Dakwah Lewat Musik

Musik memang bahasa universal. Dia bisa digunakan untuk menyampaikan beragam pesan, mulai cinta, persahabatan, hingga dakwah. Kelenturan ...

Musik memang bahasa universal. Dia bisa digunakan untuk menyampaikan beragam pesan, mulai cinta, persahabatan, hingga dakwah. Kelenturan itulah yang dicoba beberapa pegiat dakwah ditangkap dan diaktualisasikan. Tercatat beberapa penyanyi dan group musik dakwah bermunculan, terutama di bulan suci Ramadan. Fenomena ini memang memunculkan pertentangan antara tuntutan dakwah dan teks-teks agama yang melarang kegiatan memainkan alat-alat musik tertentu. Beberapa kalangan ada yang menjadikan kegiatan dakwah Sunan Kalijaga dan Sunan Drajat sebagai justifikasi atas keabsahan metode dakwah ini.

Tulisan berikut mengurai aspek hukum nyanyian (syair/Nasyid) dalam prespektif fiqh.

Sya’ir Islami/Nasyid
Disebut sya’ir/nasyid Islami karena didalamnya tidak sedikitpun mengandung unsur-unsur kemungkaran atau sekedar bersenang-senang melupakan Allah SWT.

Ada beberapa model sya’ir/nasyid Islami:
  1. An-Nasyid Ad-Dini; sya’ir islami yang berisikan dzikir, menyintai Allah dan RasulNya, dan unggkapan akan sifat-sifat sorga dan neraka.
  2. Nasyidul Hub wal Munajat; syair berisikan ungkapan cinta kepada Allah dan RasulNya dengan cinta yang sangat mendalam melebihi apapun. Biasanya sya’ir ini menggunakan bahasa sastra yang tinggi, bahkan terkadang menggunakan tamsil-tamsil yang sulit dipahami oleh orang awam. Sya’ir model ini biasanya dilantunkan atau ditulis oleh para awliya’. Terutama ketika kejiwannya sedang melayang dan dikuasai oleh perasaan khawf/takut, roja’/lapang dada mengharap rahmat Allah dan dikuasai oleh perasaan cinta kepada Allah atau RasulNya.
  3. Nasyid Nabawy; sya’ir berisikan sejarah Rasulullah SAW, perjalanan hidupnya, mukjizatnya, pujian-pujian kepadanya serta kepada keluarha dan para sahabatnya.
  4. Nasyidul Hikmah wal Maw’idhoh; sya’ir yang berisikan petuah-petuah Islam serta hikmah-hikmah.

Sya’ir/nasyid model-model inilah yang berkembang di kalangan para ulama dan para sufi. Bahkan sejak masa Rasulullah SAW dan para sahabatnya. Para ulama hampir bersepakat atas kebolehan model-model sya’ir diatas. 

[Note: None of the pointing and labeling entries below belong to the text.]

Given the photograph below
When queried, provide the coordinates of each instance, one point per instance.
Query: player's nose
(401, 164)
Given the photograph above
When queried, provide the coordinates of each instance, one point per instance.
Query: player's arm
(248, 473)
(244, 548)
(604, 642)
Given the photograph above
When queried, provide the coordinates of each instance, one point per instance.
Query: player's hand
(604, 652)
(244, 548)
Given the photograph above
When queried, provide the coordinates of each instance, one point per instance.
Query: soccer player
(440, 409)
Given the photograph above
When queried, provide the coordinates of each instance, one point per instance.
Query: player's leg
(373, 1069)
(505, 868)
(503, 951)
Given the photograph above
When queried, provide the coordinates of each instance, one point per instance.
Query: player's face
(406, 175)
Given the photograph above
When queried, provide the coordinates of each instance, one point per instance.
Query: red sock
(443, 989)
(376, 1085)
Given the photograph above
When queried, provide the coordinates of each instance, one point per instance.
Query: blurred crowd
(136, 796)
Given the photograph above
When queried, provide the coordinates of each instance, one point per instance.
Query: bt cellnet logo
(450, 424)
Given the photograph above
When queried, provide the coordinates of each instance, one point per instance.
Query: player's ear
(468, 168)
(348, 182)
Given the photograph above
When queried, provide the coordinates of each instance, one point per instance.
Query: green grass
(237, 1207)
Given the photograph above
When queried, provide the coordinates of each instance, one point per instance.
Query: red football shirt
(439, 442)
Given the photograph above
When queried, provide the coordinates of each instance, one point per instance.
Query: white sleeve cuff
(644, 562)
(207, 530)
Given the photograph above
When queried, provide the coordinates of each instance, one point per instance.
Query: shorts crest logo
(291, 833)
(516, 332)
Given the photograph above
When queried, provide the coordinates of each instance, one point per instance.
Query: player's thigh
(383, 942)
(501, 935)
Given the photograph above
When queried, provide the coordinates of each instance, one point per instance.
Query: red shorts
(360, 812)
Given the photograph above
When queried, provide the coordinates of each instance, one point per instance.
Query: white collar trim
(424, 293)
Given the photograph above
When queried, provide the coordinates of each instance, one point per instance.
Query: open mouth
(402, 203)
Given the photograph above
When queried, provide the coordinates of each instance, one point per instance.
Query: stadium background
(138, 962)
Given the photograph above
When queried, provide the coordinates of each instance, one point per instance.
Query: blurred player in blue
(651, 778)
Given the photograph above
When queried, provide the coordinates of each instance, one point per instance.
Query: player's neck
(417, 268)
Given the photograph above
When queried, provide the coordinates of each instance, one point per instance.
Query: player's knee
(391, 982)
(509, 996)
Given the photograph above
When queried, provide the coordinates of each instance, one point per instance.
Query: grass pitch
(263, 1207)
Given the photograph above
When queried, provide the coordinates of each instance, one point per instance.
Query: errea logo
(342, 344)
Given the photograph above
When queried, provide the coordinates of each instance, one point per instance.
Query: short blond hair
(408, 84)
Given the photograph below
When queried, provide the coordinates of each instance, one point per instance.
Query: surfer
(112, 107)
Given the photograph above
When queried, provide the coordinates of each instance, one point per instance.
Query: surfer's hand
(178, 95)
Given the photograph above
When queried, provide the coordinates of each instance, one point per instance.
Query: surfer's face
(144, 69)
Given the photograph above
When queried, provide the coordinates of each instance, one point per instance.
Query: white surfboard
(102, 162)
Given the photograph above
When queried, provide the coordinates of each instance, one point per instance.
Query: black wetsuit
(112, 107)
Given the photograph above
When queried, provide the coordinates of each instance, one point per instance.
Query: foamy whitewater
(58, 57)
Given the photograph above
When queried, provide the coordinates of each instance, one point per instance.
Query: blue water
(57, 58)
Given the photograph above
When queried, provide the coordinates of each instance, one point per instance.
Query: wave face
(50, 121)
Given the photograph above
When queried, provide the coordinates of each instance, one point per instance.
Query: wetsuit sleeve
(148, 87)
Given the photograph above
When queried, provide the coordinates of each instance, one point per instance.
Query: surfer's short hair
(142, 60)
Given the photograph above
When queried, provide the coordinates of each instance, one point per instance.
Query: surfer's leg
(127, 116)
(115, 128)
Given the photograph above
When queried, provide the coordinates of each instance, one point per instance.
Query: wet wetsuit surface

Diriwayatkan dari ‘Aisyah ra, berkata: “Para sahabat Rasulullah SAW pernah melantunkan nasyid di samping Rasulullah SAW sedangkan beliau tersenyum”. (HR.Turmudzi).

Diriwayatkan dari Hasan Al-Bashri, berkata: Sekelompok orang mendatangi sahabat ‘Umar bin Khotthob ra, lalu berkata: Hai ‘Umar Amirul Mukminin, sesungguhnya kami mempunyai imam shalat. Apabila imam telah selesai shalat ia melantunkan sya’ir/nyanyian. Umar berkata: Siapa itu?. Lalu disebutkan nama imam tersebut. Umar berkata: Ayo berangkat kesana bersamaku, karena kalau aku sendirian kesana ia akan mencuriga aku mengawasinya. Kemudian ‘Umar ra berangkat bersama-sama dan menjumpai lelaki itu didalam masjid. Ketika orang itu melihat ada Umar ra, maka berdiri menyambutnya dan berkata: Wahai Amirul mukminin, apa keperluan anda datang kemari, jika anda mempunyai hajat kepada kami, maka kami yang seharusnya datang menghadap anda. Umar menjawab: Celaka kamu…telah sampai kepadaku berita bahwa engkau telah melakukan perbuatan yang mencoreng aku. Lelaki itu berkata: Apa gerangan wahai Amirul Mukmini. ‘Umar ra menjwab: Apakah kamu bersenandung dalam ibadah kamu. Orang itu menjawab: Tidak wahai Amirul Mukminin, akan tetapi aku memberi petuah kepada diriku sendiri. Umar berkata: Coba ucapkan, jika isinya kalimat yang bagus aku mengikuti kamu dan jika jelek aku akan melarang kamu. Lalu orang itu melantunkan sya’ir:

وفؤادي كلما عاتبته # في مدى الهجران يبغي تعبي
لا اراه الدهر إلا لاهيا # في تماديه فقد برح بي
........................
نفس لو كنت ولا كان الهوى #  راقبي المولى وخافي وارهبي

Lalu ‘Umar ra menirukannya melantunkan sya’ir:

نفس لو كنت ولا كان الهوى # راقبي المولى وخافي وارهبي

Kemudian ‘Umar ra berkata: Seperti ini seharusnya para pelantun melantunkan sya’irnya.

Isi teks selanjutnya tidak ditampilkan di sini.